### Load Data

In [1]:
from fastNLP.io import SSTLoader

# initialize the SSTLoader
loader = SSTLoader()
# download the dataset to the default cache directory and returns the directory
data_dir = loader.download()
# load the dataset from the directory to a DataBundle   
data_bundle = loader.load(data_dir)  

In [2]:
print(data_bundle)

In total 3 datasets:
	dev has 1101 instances.
	test has 2210 instances.
	train has 8544 instances.



### Preprocessing

In [3]:
from fastNLP.io import SSTPipe

pipe = SSTPipe(subtree=False, 
               train_subtree=True, 
               lower=False, 
               granularity=5, tokenizer='spacy')

# (1) tokenization;
# (2) create vocabulary and indices from words;
data_bundle = pipe.process(data_bundle)  

print(data_bundle)

In total 3 datasets:
	dev has 1101 instances.
	test has 2210 instances.
	train has 318582 instances.
In total 2 vocabs:
	words has 20204 entries.
	target has 5 entries.



In [4]:
print(data_bundle.get_dataset('train')[:5])

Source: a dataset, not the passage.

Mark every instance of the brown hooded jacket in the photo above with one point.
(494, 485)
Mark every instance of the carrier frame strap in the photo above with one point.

+------------------------+--------+------------------------+---------+
| raw_words              | target | words                  | seq_len |
+------------------------+--------+------------------------+---------+
| The Rock is destine... | 1      | [21, 1215, 11, 5536... | 39      |
| The Rock               | 0      | [21, 1215]             | 2       |
| The                    | 0      | [21]                   | 1       |
| Rock                   | 0      | [1215]                 | 1       |
| is destined to be t... | 3      | [11, 5536, 8, 26, 2... | 37      |
+------------------------+--------+------------------------+---------+


In [5]:
vocab = data_bundle.get_vocab('words')
print(vocab)

Vocabulary(['The', 'Rock', 'is', 'destined', 'to']...)


In [6]:
index = vocab.to_index('Rock')
print("The index of the word 'Rock' is {}".format(index))
print("index:{} corresponds to the word {}".format(index, vocab.to_word(index)))

The index of the word 'Rock' is 1215
index:1215 corresponds to the word Rock


### Word Embedding

In [7]:
from fastNLP.embeddings import StaticEmbedding

glove_embed = StaticEmbedding(vocab, model_dir_or_name='en-glove-42b-300d', requires_grad=True)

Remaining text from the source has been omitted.